Rep. Mike Nearman (R-Independence) was criminally charged last month for letting right-wing protesters enter the state Capitol on Dec. 21 during a special session.
“I have a really bad case of COVID and I’m kind of on the mend a little bit,” Rep. Mike Nearman said on a conservative radio talk show.
As The Oregonian pointed out last month, Nearman‘s first-degree official misconduct charge is for “allegedly knowingly taking action that constituted an unauthorized exercise of his official duties to benefit someone else.” He’s also charged for “allegedly abetting another person to enter and remain in the Capitol.”
“The Oregon State Police spent over four months investigating me. … Do you think these guys have anything better to do?” Nearman told the Lars Larsen Show on Wednesday.

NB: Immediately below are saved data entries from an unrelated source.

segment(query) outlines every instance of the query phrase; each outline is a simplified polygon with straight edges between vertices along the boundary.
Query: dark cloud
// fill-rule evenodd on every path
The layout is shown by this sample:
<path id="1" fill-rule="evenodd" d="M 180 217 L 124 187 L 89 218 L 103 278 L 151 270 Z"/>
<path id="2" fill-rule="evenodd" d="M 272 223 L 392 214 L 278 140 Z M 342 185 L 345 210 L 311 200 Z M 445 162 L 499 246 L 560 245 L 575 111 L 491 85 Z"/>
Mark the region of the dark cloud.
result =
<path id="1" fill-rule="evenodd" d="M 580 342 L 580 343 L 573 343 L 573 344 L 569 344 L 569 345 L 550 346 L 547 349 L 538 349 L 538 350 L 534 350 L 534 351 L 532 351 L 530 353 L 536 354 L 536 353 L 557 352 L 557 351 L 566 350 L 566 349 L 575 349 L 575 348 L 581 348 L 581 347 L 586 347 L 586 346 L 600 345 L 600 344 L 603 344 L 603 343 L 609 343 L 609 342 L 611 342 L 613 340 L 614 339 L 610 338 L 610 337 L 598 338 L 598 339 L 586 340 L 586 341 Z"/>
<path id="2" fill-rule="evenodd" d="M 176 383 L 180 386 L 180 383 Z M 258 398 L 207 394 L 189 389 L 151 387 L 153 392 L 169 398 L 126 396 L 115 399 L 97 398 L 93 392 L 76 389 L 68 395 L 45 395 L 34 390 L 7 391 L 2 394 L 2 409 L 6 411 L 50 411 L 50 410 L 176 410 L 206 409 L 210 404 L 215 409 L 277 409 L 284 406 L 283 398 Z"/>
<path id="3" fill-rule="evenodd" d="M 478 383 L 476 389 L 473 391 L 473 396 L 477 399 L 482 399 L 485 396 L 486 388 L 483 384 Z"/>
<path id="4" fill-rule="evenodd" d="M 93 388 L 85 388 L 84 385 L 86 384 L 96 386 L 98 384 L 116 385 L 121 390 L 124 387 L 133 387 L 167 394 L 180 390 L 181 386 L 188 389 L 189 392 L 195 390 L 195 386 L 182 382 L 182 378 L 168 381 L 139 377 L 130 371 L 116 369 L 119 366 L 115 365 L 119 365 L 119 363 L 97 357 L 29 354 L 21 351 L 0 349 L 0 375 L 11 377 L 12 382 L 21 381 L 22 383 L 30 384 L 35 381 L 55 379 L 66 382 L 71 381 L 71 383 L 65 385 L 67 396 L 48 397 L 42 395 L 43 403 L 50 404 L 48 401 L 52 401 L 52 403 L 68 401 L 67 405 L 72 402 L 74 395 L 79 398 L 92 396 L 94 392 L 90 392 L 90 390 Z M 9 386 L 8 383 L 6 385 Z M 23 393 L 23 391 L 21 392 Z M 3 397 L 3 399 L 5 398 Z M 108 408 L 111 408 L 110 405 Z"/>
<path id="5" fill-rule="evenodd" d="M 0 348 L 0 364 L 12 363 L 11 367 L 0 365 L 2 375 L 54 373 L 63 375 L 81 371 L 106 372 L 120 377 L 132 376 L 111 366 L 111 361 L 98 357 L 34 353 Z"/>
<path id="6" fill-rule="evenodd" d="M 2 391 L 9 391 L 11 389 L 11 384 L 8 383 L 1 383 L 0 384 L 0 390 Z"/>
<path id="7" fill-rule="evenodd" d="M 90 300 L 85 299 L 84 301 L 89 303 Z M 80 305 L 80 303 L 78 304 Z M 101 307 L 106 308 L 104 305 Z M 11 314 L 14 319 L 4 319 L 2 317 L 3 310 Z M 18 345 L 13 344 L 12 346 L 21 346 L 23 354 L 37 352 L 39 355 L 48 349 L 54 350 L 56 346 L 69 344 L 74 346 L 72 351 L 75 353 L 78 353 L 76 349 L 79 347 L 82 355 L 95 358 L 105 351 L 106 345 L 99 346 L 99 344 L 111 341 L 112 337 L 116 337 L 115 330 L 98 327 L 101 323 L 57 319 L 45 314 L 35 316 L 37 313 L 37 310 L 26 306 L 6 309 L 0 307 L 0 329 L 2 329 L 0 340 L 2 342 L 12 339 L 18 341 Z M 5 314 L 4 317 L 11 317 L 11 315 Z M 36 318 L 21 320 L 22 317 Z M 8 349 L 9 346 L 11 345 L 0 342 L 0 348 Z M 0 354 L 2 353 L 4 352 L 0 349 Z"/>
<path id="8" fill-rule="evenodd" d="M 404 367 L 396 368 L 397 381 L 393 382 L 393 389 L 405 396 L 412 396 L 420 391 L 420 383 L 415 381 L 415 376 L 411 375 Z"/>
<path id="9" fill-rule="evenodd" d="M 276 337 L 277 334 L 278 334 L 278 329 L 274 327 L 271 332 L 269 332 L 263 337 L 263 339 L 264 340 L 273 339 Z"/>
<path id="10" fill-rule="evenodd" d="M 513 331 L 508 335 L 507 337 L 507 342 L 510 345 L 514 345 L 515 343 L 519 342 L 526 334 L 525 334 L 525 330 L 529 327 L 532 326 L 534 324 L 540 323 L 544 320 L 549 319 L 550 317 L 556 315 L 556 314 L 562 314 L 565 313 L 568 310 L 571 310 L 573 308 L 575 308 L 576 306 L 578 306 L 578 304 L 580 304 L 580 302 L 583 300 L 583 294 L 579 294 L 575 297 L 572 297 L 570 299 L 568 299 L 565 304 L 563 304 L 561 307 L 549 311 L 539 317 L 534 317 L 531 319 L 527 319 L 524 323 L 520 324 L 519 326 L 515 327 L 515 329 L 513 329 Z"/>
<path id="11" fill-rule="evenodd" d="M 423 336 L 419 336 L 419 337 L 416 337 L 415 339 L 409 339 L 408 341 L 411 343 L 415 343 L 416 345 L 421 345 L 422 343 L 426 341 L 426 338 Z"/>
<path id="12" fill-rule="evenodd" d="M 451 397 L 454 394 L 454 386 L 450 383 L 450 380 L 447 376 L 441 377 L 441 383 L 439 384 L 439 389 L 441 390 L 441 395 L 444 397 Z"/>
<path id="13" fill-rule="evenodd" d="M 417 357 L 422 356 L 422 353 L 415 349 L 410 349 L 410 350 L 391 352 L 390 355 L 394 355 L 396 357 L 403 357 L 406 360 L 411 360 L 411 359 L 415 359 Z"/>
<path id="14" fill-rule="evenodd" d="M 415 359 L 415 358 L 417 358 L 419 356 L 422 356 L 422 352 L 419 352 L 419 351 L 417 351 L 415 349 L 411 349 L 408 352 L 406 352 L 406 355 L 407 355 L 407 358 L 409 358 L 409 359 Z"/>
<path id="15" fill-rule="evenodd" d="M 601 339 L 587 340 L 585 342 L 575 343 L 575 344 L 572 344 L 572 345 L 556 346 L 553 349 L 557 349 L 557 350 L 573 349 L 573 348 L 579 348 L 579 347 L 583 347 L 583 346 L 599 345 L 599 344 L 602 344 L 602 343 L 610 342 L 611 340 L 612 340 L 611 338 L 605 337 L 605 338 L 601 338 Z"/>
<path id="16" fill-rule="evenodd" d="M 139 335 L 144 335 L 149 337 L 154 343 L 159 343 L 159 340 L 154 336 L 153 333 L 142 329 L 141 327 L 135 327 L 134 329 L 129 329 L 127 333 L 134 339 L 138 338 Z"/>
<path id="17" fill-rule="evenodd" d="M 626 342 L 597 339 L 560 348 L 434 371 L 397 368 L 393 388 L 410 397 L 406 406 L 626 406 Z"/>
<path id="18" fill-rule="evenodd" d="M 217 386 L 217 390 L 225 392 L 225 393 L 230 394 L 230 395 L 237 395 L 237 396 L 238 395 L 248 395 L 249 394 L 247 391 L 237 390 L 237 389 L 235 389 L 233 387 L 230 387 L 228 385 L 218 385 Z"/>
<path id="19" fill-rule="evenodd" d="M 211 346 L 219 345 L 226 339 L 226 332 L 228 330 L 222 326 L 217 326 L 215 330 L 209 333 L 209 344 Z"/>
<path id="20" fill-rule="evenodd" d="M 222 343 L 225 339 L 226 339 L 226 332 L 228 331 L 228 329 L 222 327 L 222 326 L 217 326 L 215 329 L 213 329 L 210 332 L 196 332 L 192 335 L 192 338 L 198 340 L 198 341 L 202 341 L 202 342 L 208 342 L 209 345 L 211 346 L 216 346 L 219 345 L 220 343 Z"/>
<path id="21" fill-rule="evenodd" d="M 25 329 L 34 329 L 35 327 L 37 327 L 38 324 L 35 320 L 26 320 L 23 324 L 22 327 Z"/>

While lawmakers were debating whether to extend the state’s eviction moratorium and other COVID-related funding on Dec. 21, demonstrators had gathered outside to protest the state’s COVID restrictions. Security video shows Nearman opening a door to the state Capitol, allowing protesters to breach the building. They then fought with Oregon State Police and Salem police who tried to push them back. The police were ultimately overrun by the protesters — some of whom were armed with guns — after they sprayed police with a chemical substance. The protesters then made their way into the vestibule, where they were met by police who were ultimately able to contain the situation and remove them.
Despite his COVID diagnosis, Nearman thinks pandemic restrictions should be voluntary.
“Let’s set up some options where people have freedom to do what they want,” Nearman said. “If you want to be masked and you want to be quarantined, go be quarantined. If you want to be out in public and that’s an acceptable risk to you, then you can do that.”